John C. Sparks
John C. Sparks, farmer and stock-raiser, Gray Woods, Ark.
In Franklin County, Tenn., in 1849, was born to Solomon and Jane (Champion) Sparks, a son, whom we now take as the subject of this sketch. He was the eldest of five sons and five daughters, four sons and three daughters now living, and received but a limited education.
He was married is 1870 to Miss Martha E. Benson, daughter of Stephen and Sarah G. Benson, who were originally from North Carolina, but came to Dallas County, Ark., about 1852, and there received their final summons. Mrs. Sparks was born in North Carolina and died in 1883, leaving two sons and a daughter. She was a member of the Baptist Church.

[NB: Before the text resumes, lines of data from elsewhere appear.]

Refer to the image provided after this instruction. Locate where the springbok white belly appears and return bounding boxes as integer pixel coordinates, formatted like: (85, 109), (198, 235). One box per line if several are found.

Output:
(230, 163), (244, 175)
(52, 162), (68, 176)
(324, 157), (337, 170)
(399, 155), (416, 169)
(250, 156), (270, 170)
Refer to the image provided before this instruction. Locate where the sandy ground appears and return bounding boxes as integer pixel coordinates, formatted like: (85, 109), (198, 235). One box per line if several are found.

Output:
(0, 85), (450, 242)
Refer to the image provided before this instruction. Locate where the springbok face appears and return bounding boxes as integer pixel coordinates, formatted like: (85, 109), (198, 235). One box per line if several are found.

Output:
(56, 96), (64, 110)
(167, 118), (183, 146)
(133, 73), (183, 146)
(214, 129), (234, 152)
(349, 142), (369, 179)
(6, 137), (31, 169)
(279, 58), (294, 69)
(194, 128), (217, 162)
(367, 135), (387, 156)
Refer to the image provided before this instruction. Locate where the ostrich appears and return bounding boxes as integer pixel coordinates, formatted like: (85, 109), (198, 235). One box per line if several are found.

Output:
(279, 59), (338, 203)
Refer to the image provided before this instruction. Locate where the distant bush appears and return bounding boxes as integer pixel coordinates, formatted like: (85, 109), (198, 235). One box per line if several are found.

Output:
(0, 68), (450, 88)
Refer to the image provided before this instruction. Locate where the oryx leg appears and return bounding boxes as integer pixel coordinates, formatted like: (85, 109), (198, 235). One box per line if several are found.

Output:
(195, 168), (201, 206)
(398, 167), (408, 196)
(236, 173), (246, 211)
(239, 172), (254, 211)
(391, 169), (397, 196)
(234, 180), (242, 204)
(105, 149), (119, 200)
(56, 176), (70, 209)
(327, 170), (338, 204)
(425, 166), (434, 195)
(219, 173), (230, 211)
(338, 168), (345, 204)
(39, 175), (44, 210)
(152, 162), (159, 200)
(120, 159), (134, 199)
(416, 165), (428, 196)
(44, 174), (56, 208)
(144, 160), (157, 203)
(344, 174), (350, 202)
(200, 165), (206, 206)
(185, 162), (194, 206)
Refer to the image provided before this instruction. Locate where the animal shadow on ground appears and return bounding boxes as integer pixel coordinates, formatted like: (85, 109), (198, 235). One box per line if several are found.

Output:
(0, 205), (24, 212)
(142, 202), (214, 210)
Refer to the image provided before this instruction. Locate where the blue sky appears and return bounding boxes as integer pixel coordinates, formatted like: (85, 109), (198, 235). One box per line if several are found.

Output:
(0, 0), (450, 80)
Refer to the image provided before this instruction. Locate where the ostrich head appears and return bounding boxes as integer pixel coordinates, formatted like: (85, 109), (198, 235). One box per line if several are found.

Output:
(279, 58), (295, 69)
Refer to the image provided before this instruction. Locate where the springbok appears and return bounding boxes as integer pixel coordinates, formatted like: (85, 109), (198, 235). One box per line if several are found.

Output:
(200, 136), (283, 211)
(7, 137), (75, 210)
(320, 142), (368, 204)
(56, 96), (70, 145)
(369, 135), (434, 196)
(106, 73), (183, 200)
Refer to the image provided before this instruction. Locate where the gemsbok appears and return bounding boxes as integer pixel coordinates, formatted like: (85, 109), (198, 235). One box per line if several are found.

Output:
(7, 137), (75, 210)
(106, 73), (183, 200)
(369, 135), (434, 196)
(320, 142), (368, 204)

Mr. Spark's second marriage occurred in 1886 to bliss Nannie J. Faucett, a native of Cleveland County, and the daughter of Joseph A. and Nannie Faucett, natives of North Carolina. Her parents afterward moved to Arkansas and Mrs. Faucett died in Cleveland County soon after. Mr. Faucett is still living and resides at Pine Bluff. He was a soldier in the late war.
To Mr. and Mrs. Sparks was born one child, a son. After his first marriage Mr. Sparks settled in the woods on his present farm, which consists of 1,000 acres of the best land in the county. He now has 150 acres under cultivation and is one of the most extensive stock-raisers in Cleveland County, raising annually about 100 head of cattle and about 200 hogs. In politics he is Democratic.

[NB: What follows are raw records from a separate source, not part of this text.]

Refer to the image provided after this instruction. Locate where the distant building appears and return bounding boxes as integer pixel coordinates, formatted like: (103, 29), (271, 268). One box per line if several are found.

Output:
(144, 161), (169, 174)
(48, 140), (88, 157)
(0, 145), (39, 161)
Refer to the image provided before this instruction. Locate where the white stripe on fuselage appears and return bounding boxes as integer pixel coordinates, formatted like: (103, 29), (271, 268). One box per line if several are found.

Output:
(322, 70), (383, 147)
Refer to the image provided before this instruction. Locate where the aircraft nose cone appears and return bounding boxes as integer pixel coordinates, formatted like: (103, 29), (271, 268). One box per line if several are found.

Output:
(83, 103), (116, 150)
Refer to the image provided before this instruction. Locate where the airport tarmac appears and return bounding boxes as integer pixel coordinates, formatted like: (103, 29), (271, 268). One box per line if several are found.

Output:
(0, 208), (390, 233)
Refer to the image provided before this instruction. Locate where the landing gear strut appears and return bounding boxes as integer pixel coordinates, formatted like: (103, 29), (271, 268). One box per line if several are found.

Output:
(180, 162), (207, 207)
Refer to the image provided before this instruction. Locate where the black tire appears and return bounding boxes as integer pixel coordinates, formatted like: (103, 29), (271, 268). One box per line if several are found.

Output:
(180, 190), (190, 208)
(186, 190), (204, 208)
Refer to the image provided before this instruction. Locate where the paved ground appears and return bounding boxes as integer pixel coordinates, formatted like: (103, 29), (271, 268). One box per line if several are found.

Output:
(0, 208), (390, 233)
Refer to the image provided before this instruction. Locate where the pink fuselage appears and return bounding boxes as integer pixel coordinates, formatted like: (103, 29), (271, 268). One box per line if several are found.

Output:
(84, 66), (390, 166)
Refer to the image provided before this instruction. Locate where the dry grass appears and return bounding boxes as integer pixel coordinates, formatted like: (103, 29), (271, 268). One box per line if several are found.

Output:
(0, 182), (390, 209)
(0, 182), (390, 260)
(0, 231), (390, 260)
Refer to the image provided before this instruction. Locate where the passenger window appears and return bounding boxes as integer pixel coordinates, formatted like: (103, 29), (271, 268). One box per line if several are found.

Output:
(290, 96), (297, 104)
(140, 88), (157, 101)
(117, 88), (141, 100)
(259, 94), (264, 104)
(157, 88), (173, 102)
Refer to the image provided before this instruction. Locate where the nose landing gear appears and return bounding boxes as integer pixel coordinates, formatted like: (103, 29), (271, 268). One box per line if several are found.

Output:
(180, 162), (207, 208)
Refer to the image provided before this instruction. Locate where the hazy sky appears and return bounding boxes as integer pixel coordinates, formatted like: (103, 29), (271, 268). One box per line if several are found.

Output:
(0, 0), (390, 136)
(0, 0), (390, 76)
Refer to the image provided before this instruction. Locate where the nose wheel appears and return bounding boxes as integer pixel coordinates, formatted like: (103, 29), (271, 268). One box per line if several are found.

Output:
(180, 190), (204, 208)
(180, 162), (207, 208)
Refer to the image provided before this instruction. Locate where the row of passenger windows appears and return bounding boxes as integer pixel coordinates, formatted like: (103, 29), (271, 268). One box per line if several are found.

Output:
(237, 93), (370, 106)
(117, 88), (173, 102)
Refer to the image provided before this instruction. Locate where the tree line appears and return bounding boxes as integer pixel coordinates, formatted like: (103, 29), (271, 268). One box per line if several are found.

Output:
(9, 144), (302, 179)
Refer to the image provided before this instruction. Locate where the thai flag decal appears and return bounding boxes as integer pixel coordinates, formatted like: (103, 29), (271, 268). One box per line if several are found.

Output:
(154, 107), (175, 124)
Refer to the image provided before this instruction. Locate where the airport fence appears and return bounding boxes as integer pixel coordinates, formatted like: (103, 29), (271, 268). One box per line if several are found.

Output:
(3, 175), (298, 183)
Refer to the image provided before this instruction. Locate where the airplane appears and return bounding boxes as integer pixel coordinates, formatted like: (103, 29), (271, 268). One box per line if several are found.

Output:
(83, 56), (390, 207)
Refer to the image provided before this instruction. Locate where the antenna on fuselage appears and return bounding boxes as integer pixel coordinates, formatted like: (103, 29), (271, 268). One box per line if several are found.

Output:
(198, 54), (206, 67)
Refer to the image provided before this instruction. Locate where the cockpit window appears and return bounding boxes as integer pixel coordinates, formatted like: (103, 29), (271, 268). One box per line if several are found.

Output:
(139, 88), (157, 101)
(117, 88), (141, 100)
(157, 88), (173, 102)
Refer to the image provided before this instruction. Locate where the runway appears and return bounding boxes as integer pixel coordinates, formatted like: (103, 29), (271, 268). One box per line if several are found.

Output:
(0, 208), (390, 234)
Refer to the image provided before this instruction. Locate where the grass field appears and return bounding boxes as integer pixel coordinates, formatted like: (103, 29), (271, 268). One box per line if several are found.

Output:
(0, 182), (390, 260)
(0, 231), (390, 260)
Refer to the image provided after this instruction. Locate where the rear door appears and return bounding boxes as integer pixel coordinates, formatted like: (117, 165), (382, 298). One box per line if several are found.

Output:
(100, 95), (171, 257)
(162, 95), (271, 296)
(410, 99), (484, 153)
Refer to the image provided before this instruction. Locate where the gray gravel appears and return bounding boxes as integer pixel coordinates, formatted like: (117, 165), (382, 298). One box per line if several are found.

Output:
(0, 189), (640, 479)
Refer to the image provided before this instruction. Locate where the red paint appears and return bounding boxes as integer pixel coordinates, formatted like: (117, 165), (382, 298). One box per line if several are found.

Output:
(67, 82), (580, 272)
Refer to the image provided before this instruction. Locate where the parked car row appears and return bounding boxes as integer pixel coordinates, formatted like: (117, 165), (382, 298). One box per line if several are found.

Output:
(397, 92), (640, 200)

Mrs. Sparks is a member of the Methodist Church. Mrs Sparks' parents were born, reared and married in Franklin County, Tenn. In 1852 they moved to Dallas County, Ark., where they resided for about ten years, and then removed to what is now Cleveland County, Saline Township. There they improved a good farm and there died in 1874 .and 1869, respectively.
Mr. Sparks was a farmer, and was justice of the peace for some time in Cleveland County. He was in the Tennessee Regiment Infantry during the Mexican War, and also served about two years in the Confederate army during the late Civil War in the Arkansas Cavalry.
While at home on a furlough he was captured and imprisoned at Little Rock for about four months. His father, Jonathan Sparks, was also a native of Tennessee, but came to Dallas County, Ark., where he died, about the beginning of the war; he was also a farmer. The maternal grandfather, Randall Champion, was a farmer and died in Tennessee.